Thursday, April 19, 2007

The Power Animals Of Scotland, Part Three

After lunch, I walk to the north beach By Myself. I pass through the picturesque ruins of a nunnery, which the plaque says was founded in 1200 by Reginald of Something. Its first prioress was his sister, "Beatrice (or Bethoc)". I look up from reading this to see a sparrow prone on the gravel path, twitching and shivering. Oh no, I think. It is fatally injured somehow. It is having a death convulsion. Then another one flits down and starts convulsing in the sunlight, too. Oh, I think. A dust bath. It is windier now as I climb the headland, and the sheep are mostly lying down, facing into it, the lambs behind their mothers, using their flanks as a windbreak.

Walking along the beach, which is an expanse of sculpted pink and green granite curves, I consider whether she might be possessed. What would the early Christians think? But the possessed are supposed to be full of anger, I think, and she is mostly full of tears. That night I skim two books from the breakfast room downstairs, a history of St. Columba and a history of Glasgow. The history of the saint casts much doubt on the theory that he was being punished for anything, because he seems to have gone back and forth and where he pleased. But I like the fact that he was first christened Crimthan, "The Fox", and only later given the name "Columcille"--dove of the cell, pidgeon of the church. I like the fact that the course his life doesn't seem to have reconciled these two names.

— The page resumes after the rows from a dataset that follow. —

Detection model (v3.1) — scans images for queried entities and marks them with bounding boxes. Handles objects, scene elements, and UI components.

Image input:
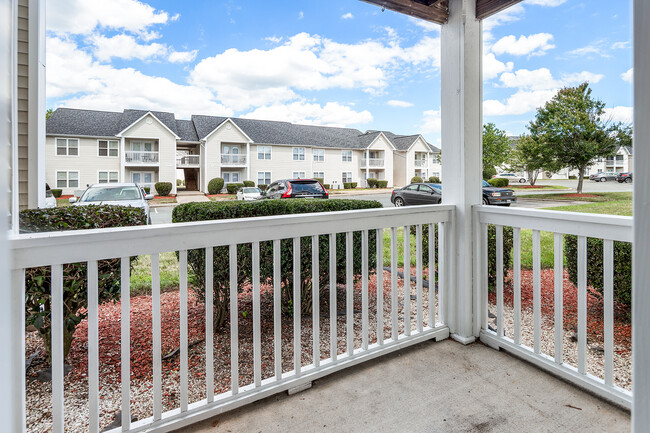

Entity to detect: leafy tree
[483,123,510,176]
[509,134,562,185]
[529,82,616,194]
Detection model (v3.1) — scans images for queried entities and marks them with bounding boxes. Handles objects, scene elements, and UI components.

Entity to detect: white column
[441,0,482,344]
[632,0,650,433]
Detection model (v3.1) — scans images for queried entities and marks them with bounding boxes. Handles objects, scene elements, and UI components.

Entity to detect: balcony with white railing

Later I dream that my mother has turned into a dog with a semi-human face, and is lunging up from a pit or tunnel toward me, grinning and barking and slavering, full of force. I am appalled and frightened and feel powerless to stop this almost joyful attack until gradually I realize, resignedly, that I will have to turn into a dog too, to counter her, though I am afraid of this. I do--I change--and am full of power and ease, and chase her back down the hole. It is like having a body again, and in the dream it is a great relief, but I wake worried and scared about my own mortality.